One of the most prominent women of color to lead an American theater, Garrett began her tenure in August 2019. She plans to resign effective May 31; the decision was reported on Friday by American Theater magazine, and then announced by the theater.
Garrett has encountered a series of crises during her time at the helm of the organization, which has been one of the nation’s largest and most prestigious nonprofit theaters. Based in the southern Oregon town of Ashland, it is a destination theater, meaning most of its audience travels to get there, and it stages much of its work during the summer; before the pandemic, it had been attracting 400,000 patrons annually.
Garrett faced not only the coronavirus pandemic, which forced the theater, like most others, to shutter in 2020, but also the impact of climate change, which has particularly affected the Oregon Shakespeare Festival because it has repeatedly been forced to cancel performances when smoke from wildfires has worsened air quality.
She has also received pushback to her programming, which some longtime theater patrons objected to as overly left-leaning, and she hired security personnel after receiving death threats.

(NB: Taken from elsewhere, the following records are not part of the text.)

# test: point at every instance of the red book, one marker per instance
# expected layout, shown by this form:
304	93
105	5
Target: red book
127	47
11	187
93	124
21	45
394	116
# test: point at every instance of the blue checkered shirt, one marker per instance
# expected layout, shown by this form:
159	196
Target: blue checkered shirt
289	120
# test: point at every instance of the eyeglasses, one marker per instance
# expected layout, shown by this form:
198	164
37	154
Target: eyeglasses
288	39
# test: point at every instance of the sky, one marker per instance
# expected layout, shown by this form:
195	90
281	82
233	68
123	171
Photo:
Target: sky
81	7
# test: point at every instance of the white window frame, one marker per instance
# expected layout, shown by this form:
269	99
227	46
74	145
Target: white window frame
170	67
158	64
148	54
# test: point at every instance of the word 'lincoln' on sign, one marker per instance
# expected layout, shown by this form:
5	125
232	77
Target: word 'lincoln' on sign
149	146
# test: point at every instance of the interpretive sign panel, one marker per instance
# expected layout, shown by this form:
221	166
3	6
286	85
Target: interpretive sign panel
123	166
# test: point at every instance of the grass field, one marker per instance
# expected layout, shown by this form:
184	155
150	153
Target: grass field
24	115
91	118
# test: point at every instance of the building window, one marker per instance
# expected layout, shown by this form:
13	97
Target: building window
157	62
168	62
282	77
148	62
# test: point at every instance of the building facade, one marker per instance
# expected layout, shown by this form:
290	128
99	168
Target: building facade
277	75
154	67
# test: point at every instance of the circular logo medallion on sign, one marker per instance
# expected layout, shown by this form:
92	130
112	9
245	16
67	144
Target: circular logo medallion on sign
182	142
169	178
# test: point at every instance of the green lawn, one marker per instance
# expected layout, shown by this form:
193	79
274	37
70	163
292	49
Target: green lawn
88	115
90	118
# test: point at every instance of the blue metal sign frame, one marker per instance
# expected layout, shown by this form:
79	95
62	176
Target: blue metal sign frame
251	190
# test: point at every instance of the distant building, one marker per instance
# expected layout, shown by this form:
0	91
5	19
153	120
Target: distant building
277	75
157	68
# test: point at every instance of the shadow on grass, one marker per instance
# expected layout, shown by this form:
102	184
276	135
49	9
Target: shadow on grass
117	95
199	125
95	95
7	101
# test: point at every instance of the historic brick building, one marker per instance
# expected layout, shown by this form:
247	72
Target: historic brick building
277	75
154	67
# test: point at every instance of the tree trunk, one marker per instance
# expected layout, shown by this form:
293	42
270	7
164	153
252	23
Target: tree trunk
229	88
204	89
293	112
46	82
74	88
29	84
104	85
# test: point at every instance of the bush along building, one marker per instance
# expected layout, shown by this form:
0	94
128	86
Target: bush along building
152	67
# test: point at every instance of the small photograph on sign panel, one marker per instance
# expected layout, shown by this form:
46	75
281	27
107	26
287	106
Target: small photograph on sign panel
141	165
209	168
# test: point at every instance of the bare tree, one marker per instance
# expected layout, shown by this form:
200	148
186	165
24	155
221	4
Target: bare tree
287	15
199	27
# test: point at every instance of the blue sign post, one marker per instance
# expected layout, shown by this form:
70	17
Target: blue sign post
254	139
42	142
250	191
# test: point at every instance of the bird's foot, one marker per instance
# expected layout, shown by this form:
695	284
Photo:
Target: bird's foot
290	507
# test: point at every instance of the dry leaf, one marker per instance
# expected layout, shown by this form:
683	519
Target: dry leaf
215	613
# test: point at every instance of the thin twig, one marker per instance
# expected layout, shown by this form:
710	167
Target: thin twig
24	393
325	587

The organization has experienced considerable turnover during her tenure — some of the leaders she brought in to help run the festival have since left — and in January she took on the title of interim executive artistic director after David Schmitz, who Garrett had hired as executive director, departed amid a leadership shake-up. Last month the company began a $2.5 million fund-raising campaign with the dire tagline: “Save Our Season. Save OSF.”
Garrett declined, through a spokeswoman, to be interviewed, but issued a statement saying, in part: “We are at an inflection point in our industry, where outdated business models must evolve in order for our theaters to survive. But these challenges also pose great opportunities — to rebuild in a way that reflects where we are today and where we want to be in the future — with actors, staff, audiences, and artistic leaders who reflect the richness of our country’s diversity. This is what excites me. This is the work I came to do.”
The company said in a statement that a board member, the playwright Octavio Solis, “will be stepping in to help oversee and support the artistic leadership team during this transitional phase.”
The theater currently has two shows running, a production of “Romeo & Juliet,” directed by Garrett, which is described on the company’s website as exploring “the financial and class divisions of our current time,” as well as a production of “Rent.”
The theater’s board chairwoman, Diane Yu, said in an interview that the fund-raising campaign is going well and that she is optimistic that this season’s other shows, including productions of “Twelfth Night” and “The Three Musketeers,” will go forward; the theater has canceled its holiday show, and Yu said what happens next year remains unclear, but that “the board is focused on keeping this theater viable — it’s important for the region and it’s important for the American theater.”